One might well wish there was a less complex, less expensive alternative.
But there doesn’t seem to be.

If you haven’t yet tried it, "Edit->Paste and March Style" may do what you want. There’s a keyboard shortcut but I don’t have it memorised.

If you’ve already tried it, I apologise for taking your time.

Hope this helps!

Anyone? Bueller?

In Scrivener, select the problem text and assign Format -> List -> None.

Does that help?

(It’s a long thread; forgive me if you already tried that.)

Katherine

You’ve posted a lot of stuff here, so I may be missing something in the skimming…

From what I can tell, you have two separate issues.

First, you are pasting in text, and that text is numbering paragraphs as if it was a numbered outline.
Second, you are compiling the titles (and synopses/other metadata?) as an outline, and that compilation is numbering each entry as an enumerated outline.
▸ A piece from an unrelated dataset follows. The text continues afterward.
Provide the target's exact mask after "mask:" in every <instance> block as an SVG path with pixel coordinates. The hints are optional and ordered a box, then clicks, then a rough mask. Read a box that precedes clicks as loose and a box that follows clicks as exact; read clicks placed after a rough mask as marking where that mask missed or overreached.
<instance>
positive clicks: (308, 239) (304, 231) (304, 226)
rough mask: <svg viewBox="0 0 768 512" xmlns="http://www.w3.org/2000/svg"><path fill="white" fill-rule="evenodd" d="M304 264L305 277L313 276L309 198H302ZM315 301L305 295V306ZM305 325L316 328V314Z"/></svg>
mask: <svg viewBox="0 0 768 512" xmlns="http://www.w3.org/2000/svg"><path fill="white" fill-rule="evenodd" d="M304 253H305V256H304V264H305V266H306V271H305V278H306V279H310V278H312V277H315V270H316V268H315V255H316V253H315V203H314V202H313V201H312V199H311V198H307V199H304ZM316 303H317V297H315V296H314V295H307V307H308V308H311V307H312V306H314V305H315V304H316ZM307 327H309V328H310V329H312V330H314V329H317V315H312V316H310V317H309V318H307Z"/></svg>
It’s going to be very hard to get help if you mix the two issues, as the solutions will be very different and will confuse explanations and back-and-forth discussion about each.

For the first issue, are you sure the original text source wasn’t an enumerated outline to start? If you just delete the numbers, the invisible rich text metadata is still going to say “these paragraphs are numbered automatically”, and pasting them into a rich text editor like Scrivener will trigger it to “re-number” the pasted text from 1, causing those deleted numbers to re-appear.

Is that what you’re seeing when you paste text? It would be helpful know more about the source --what word processor-- for instance. Also, in the source editor, try selecting the problem paragraphs, and then adding outline numbering (in Word, that’s done with the numbered outline button in the toolbar), and then removing the numbering (again, using the same interface that adds automatic numbering).

If you want to also discuss compiling while still sussing out what’s happening with pasted text, I’d suggest starting a new thread devoted to that.